Cassandras, artigo do padre Charles Borg

Sobe a temperatura! A referência não é tanto a este estranho inverno no hemisfério sul. Nem ao escorchante sol no hemisfério norte! Envolve, particularmente, o debate e embate político que tende a ficar cada vez mais passional a medida que se aproxima o dia da eleição. Pelos discursos e publicações, em especial nas redes sociais, percebe-se o grau elevado de polarização que toma conta das mentes e dos sentimentos das pessoas.

Em ambientes apaixonados, todos falam e ninguém escuta! É onde repousa o maior perigo! Tem gente, de todas as cores, comissionada a alimentar, de forma intermitente, paixões e preconceitos com suspeitas informações, veladas insinuações e torpes acusações com o óbvio intuito de impedir que as pessoas parem, reflitam e filtrem o que ouvem, o que veem e o que leem. Imperiosíssimo se faz parar, analisar, filtrar.

Cada ser humano possui em seu íntimo um “quarto segredo” ao qual só o dono tem a chave de acesso. É pela frequência de visitas a este recesso que se mede a maturidade do sujeito. Pessoas há que tem medo de abrir a porta e adentrar o recanto. Receiam encontrar verdades indigestas, preconceitos interpeladores. Em rostos bonitos também nascem espinhas! Verdade seja dita, nada agradável é reconhecer defeitos. Razão porque muitos preferem manter o quarto trancado, no escuro, impedindo que a luz revele manchas que precisam ser limpas e entulhos que necessitam ser retirados. O equilíbrio da pessoa depende essencialmente da arrumação deste quarto segredo. É ali, na verdade, que a pessoa se encontra consigo mesma, se conhece do jeito que é, sem máscaras e sem maquiagens.

Se tiver suficiente hombridade, aplica-se em colocar ordem nos sentimentos e escala nas preferências, em espanar preconceitos e sacudir melindres. Tarefa dolorosa, não raramente. Igualmente comprometida, exigindo repetidas visitas ao quarto segredo.
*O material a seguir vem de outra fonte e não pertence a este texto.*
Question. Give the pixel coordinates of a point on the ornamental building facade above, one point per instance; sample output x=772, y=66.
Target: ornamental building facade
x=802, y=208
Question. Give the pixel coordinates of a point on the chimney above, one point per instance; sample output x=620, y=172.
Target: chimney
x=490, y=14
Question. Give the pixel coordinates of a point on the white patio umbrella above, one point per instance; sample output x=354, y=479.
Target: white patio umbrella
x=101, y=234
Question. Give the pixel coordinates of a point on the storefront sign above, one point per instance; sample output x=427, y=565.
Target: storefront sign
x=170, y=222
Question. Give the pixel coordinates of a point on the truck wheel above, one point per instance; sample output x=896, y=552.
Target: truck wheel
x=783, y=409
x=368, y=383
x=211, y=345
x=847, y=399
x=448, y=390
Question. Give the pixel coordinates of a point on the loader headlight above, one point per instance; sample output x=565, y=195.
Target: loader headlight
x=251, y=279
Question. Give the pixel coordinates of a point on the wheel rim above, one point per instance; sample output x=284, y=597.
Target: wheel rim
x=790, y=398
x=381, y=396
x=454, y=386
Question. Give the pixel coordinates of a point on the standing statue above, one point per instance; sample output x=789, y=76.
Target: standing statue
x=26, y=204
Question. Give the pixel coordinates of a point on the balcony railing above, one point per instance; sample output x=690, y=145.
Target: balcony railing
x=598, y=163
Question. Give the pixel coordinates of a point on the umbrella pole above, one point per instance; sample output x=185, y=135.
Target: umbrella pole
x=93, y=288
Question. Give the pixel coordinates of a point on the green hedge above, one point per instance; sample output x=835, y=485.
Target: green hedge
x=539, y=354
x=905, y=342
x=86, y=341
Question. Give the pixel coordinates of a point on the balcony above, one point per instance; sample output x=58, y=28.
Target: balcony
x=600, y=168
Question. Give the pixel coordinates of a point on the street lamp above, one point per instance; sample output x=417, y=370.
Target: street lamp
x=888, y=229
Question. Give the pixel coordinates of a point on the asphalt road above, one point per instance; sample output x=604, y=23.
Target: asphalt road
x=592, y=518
Indispensável, todavia, no processo de sereno discernimento e libertador amadurecimento.
Neste período político particularmente tenso e agudamente polarizado, urgente se faz recolher-se no sagrado silêncio do espaço segredo e analisar as próprias preferências. Ninguém é tão bonito que não tenha espinhas. Nem tão feio que não tenha nada que atrai. Hora é de os cidadãos conscientes diminuírem os debates e largarem os embates. Hora é de filtrar textos e conferir a veracidade de notícias antes de apressadamente as compartilhar. Muitas são as distorções. Muitos os discursos equivocados ou mesmo enviesados. A complexidade da atual realidade política, agravada pela exacerbada polarização, demanda madura ponderação e reflexiva análise. É sempre importante lembrar que o amor se torna maduro e, consequentemente, consistente, quando, mesmo reconhecendo falhas e limitações, entende que as virtudes excedem as falhas e as qualidades sobressaem às limitações.

Na mitologia, Cassandra era profetisa de desventuras, oráculo de infelicidades. Oportunistas, as novas e multifacetadas cassandras se aproveitam das paixões efervescentes próprias à campanhas pré-eleitorais, para semear pânico, medo e desconfiança. Contra os infelizes presságios, urge recolher-se ao recanto segredo e, com serenidade, filtrar e analisar.